An high performance artificial Neural Network program that classifies handwritten digits, trained with online images data and built upon matrix multiplication
- Implemented a C++ version of a deep neural network that recognizes handwritten numbers on a Supercomnting Cluster
- Trained 50000 images and tested 10000 images on the local temporary storage, achieving more than 50% accuracy
- Shaved off CPU usage and optimized performance of the neuralnet classification program with the memory caching and SIMD parallelism techniques
On the Ohio Supercomputing Center Pfizer cluster
| Component | Details |
|---|---|
| CPU Model | Intel(R) Xeon(R) Gold 6148 CPU @ 2.40GHz |
| CPU/Core Speed | 2.40GHz |
| RAM | 200GB |
| Operating system used | Linux 3.10.0-1160.95.1.el7.x86_64 #1 SMP x86_64 x86_64 x86_64 GNU/Linux |
| Name and version of C++ compiler | gcc version 8.4.0 (GCC ) |
| Name and version of other non-standard software tools & components | Linux perf |
Performance Statistics
| Rep | User Time (s) | Elapsed Time (s) | Peak memory (KB) |
|---|---|---|---|
| 1 | 32.77 | 33.45 | 3176 |
| 2 | 31.88 | 32.48 | 3176 |
| 3 | 31.40 | 31.95 | 3176 |
| 4 | 32.24 | 32.91 | 3176 |
| 5 | 32.94 | 33.62 | 3176 |
Performance Statistics
| Rep | User Time (s) | Elapsed Time (s) | Peak memory (KB) |
|---|---|---|---|
| 1 | 9.47 | 09.75 | 98192 |
| 2 | 9.70 | 09.97 | 98192 |
| 3 | 9.36 | 09.64 | 98192 |
| 4 | 9.47 | 09.77 | 98192 |
| 5 | 9.34 | 09.64 | 98192 |
Performance Statistics
| Replicate# | Reference | Improved |
|---|---|---|
| 1 | 33.45 | 09.75 |
| 2 | 32.48 | 09.97 |
| 3 | 31.95 | 09.64 |
| 4 | 32.91 | 09.77 |
| 5 | 33.62 | 09.64 |
| Average | 32.882 | 9.754 |
| SD | 0.6888904122 | 0.1350185172 |
| 95% CI Range | 0.8553704235 | 0.167647632 |
| Stats | 32.882 ± 0.86 | 9.754 ± 0.17 |
| T-Test (H0: μ1=μ2) | 0.00000007633396889 |
First, there’s a drastic change in elapsed runtime between two versions: from roughly 32.882 to 9.754 seconds.

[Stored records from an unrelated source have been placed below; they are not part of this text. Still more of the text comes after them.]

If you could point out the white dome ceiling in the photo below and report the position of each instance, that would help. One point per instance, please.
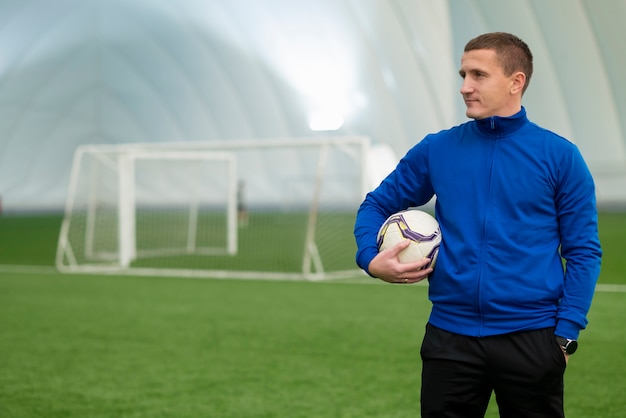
(116, 71)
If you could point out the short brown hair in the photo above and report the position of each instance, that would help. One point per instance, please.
(512, 52)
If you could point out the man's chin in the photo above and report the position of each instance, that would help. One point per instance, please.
(472, 114)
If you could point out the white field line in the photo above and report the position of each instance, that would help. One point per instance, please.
(24, 269)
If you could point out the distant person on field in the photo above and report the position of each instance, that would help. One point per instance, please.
(513, 200)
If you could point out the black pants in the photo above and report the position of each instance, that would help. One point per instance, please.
(524, 370)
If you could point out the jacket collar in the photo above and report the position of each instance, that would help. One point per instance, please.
(498, 126)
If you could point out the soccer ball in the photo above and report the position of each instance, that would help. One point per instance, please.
(419, 227)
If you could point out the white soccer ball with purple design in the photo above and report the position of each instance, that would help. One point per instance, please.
(417, 226)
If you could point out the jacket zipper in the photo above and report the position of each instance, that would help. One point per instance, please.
(479, 301)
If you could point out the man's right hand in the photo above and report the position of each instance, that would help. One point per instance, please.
(387, 267)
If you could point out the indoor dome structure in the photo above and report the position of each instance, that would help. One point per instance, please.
(76, 72)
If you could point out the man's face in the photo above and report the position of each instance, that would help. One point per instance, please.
(487, 91)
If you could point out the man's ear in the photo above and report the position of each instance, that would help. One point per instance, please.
(518, 80)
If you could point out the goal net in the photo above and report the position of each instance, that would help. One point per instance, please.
(246, 209)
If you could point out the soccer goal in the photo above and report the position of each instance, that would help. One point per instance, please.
(230, 209)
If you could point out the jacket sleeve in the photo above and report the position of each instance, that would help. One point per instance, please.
(580, 244)
(407, 186)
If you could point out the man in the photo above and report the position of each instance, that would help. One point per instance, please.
(513, 201)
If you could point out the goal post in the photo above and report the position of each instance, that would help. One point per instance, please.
(281, 208)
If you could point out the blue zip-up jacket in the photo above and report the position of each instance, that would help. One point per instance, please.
(513, 201)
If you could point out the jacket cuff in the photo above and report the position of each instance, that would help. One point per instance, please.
(567, 329)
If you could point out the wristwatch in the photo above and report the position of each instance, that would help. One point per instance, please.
(569, 346)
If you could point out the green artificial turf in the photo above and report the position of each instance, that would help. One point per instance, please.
(115, 346)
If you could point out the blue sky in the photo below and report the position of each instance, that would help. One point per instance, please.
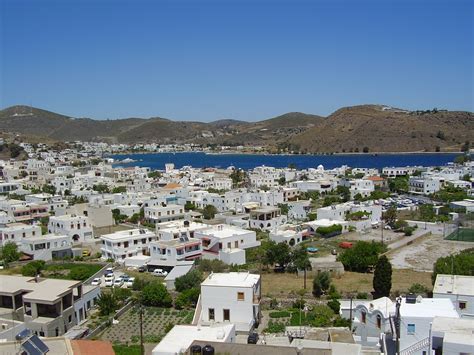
(248, 60)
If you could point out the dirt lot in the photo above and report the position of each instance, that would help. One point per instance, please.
(422, 254)
(282, 285)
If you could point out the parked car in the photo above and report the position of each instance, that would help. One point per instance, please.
(159, 272)
(252, 338)
(129, 282)
(96, 282)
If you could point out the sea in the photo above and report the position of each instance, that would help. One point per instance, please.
(250, 161)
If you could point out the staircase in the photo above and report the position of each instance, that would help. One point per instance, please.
(419, 346)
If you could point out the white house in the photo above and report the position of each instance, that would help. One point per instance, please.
(77, 227)
(226, 243)
(127, 243)
(230, 298)
(374, 322)
(266, 218)
(47, 247)
(163, 213)
(180, 337)
(452, 336)
(425, 185)
(16, 232)
(289, 234)
(459, 289)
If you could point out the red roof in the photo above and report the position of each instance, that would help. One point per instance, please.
(92, 347)
(375, 178)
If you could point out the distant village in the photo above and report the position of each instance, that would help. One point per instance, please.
(186, 260)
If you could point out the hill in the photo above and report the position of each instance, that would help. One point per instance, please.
(350, 129)
(382, 129)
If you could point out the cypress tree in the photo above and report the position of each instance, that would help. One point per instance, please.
(382, 281)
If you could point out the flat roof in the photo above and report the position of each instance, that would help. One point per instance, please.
(429, 307)
(181, 337)
(128, 233)
(454, 284)
(222, 231)
(46, 290)
(233, 279)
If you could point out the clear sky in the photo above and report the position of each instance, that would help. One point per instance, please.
(249, 60)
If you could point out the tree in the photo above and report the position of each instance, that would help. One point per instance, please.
(284, 208)
(361, 257)
(209, 212)
(80, 273)
(398, 184)
(155, 294)
(278, 254)
(390, 215)
(15, 150)
(189, 206)
(9, 252)
(300, 259)
(119, 189)
(382, 281)
(459, 264)
(191, 280)
(33, 268)
(321, 283)
(49, 189)
(107, 303)
(335, 305)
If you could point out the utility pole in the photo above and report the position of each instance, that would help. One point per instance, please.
(350, 314)
(142, 350)
(382, 232)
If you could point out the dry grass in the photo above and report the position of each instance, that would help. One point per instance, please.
(281, 285)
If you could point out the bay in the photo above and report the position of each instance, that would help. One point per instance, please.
(249, 161)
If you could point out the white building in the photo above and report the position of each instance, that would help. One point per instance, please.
(289, 234)
(127, 243)
(163, 213)
(77, 227)
(266, 218)
(425, 185)
(226, 243)
(231, 298)
(459, 289)
(47, 247)
(180, 338)
(374, 322)
(16, 232)
(452, 336)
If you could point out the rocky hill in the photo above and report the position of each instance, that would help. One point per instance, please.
(351, 129)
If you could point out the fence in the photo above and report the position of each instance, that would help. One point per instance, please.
(108, 322)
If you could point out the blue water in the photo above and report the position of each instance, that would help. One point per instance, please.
(248, 161)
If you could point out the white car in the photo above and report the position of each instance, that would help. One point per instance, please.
(129, 282)
(159, 272)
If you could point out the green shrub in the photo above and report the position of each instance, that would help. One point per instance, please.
(33, 268)
(280, 314)
(275, 327)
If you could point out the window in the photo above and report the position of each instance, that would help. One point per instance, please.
(226, 315)
(379, 321)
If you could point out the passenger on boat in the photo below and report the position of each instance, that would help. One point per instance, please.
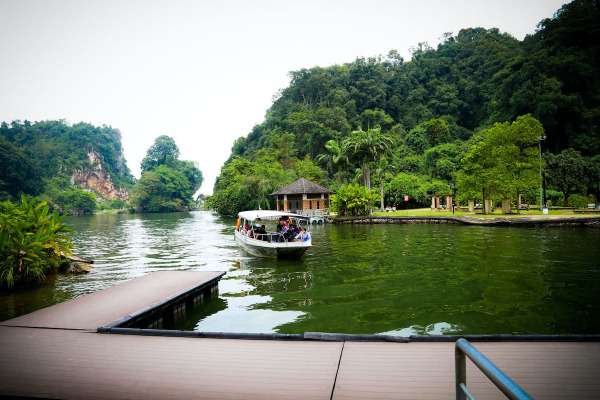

The t-test indicates that the change is significant, and it is achieved by following reasons. First, changing the matrix representation from 2d to 1d vector plays a key role which enables efficient caching, especially for matrix of size (n, 1). Second, previously, for every epoch, images is loaded automatically from disk space. In this version, a map is used to caches repetitive image file in many epochs, which reduce the I/O time. Note that the peak memory therefore increases by roughly 33 times. In conclusion, this version makes a good tradeoff of memory for runtime improvement.